Sure enough, about 20 minutes later, he popped out and hustled down the grand front stairway, Tony-Soprano-like in his terrycloth bathrobe, steam exuding from each ear. Short of it is he harangued and berated me for 20 minutes or so. When I had enough of his bluster to satisfy the city desk, I climbed back into my sewing-machine-powered sardine can and drove away.
Point is, aside from the comic absurdity of it all, these days I wouldn't have got close. A security guard would have stopped me at the project gate. Had I somehow slipped through, once he saw me from the window, he would have called the neighborhood contract cop who would have physically removed me and sent me on my way (probably without a savage beating, but still with nothing to satisfy the gents on the desk). I--and so much of the detritus of humanity, would just not be his problem.

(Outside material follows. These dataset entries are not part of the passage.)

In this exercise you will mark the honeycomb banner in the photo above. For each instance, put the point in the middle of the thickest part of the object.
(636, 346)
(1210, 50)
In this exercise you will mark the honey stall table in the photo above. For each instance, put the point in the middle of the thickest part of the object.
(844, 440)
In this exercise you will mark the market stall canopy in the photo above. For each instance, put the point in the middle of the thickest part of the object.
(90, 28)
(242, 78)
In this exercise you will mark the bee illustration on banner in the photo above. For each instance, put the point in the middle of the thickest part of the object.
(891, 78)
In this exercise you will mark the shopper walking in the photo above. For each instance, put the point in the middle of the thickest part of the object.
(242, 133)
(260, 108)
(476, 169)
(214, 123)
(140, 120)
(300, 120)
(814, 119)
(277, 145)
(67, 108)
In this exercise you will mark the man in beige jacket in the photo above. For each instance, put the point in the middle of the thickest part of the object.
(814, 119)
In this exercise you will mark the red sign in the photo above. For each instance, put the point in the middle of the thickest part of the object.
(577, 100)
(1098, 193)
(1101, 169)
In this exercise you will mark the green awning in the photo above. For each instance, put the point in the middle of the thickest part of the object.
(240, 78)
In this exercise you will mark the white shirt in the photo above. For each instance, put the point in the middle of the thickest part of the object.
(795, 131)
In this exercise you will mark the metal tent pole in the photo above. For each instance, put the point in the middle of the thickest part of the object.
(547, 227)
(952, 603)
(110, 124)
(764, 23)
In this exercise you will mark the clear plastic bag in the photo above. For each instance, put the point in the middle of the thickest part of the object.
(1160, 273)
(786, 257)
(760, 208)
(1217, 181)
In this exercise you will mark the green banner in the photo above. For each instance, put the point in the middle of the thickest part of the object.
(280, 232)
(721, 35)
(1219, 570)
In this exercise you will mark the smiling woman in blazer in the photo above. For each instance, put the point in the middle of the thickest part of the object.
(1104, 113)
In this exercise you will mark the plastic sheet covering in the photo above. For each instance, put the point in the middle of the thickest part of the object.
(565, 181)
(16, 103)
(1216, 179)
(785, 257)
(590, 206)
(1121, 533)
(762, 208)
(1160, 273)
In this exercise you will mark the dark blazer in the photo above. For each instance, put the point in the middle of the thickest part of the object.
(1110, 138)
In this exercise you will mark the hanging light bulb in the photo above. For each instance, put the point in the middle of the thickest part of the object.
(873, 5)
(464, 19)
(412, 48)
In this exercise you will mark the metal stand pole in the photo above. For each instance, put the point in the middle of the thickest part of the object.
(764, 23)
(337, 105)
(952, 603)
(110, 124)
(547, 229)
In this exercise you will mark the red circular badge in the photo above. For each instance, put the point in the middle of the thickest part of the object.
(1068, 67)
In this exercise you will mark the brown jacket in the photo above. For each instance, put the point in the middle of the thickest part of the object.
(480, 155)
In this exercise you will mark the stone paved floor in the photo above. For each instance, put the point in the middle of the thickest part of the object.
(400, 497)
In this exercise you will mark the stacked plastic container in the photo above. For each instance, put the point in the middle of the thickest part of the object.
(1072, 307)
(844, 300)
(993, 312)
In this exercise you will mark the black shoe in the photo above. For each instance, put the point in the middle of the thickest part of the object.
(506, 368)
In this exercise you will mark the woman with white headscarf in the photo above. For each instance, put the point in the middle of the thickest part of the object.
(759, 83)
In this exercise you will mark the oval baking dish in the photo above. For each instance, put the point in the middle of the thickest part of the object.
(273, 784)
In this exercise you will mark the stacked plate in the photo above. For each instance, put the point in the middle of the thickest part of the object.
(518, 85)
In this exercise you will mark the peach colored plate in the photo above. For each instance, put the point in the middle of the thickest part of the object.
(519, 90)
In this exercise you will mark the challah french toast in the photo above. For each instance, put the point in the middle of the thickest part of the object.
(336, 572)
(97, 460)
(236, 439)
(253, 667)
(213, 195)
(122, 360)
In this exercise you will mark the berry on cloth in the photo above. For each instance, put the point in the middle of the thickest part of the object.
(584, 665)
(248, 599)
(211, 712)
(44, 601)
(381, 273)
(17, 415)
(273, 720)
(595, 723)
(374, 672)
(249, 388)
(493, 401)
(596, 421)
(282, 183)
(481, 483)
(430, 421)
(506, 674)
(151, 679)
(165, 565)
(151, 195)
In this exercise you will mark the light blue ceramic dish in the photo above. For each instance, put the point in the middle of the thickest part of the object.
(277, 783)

Here's another take from Underbelly's Wichita bureau--another old guy, albeit actually ten years younger than me:
We recently were in Minnesota while I toured the Mayo Clinic – (unfortunately they don’t have much of a cure for advancing age). I grew up in Rochester and it was about a quarter the size of the current city. ... I was appalled at how visibly and aggressively religious the city had become. Not surprisingly, there was a substantial Arab presence – with at least one mosque. And there were at least three Jewish centers – one for the Chabad group. Those make sense due to the people seeking medical care at the clinic. But there were many religious schools for kids and lots of ‘Pray for ______’ signs. And more churches than ever. It was depressing."Oh," adds Wichita, "and big box stores – many many big box stores." Copy all that, but speaking as a longtime pagan, I have to acknowledge a certain ambivalence on the religious thing. One the one hand, I'm as offput as you can be by the resentment and rancor that seems to pass for religion in so many quarters--not to mention the intrusiveness. On the other hand, I acknowledge that there is all sorts of evidence that the sincerely religious are far more likely to be plugged into the world than us heretics. Oy, young folks nowadays. Complicated world.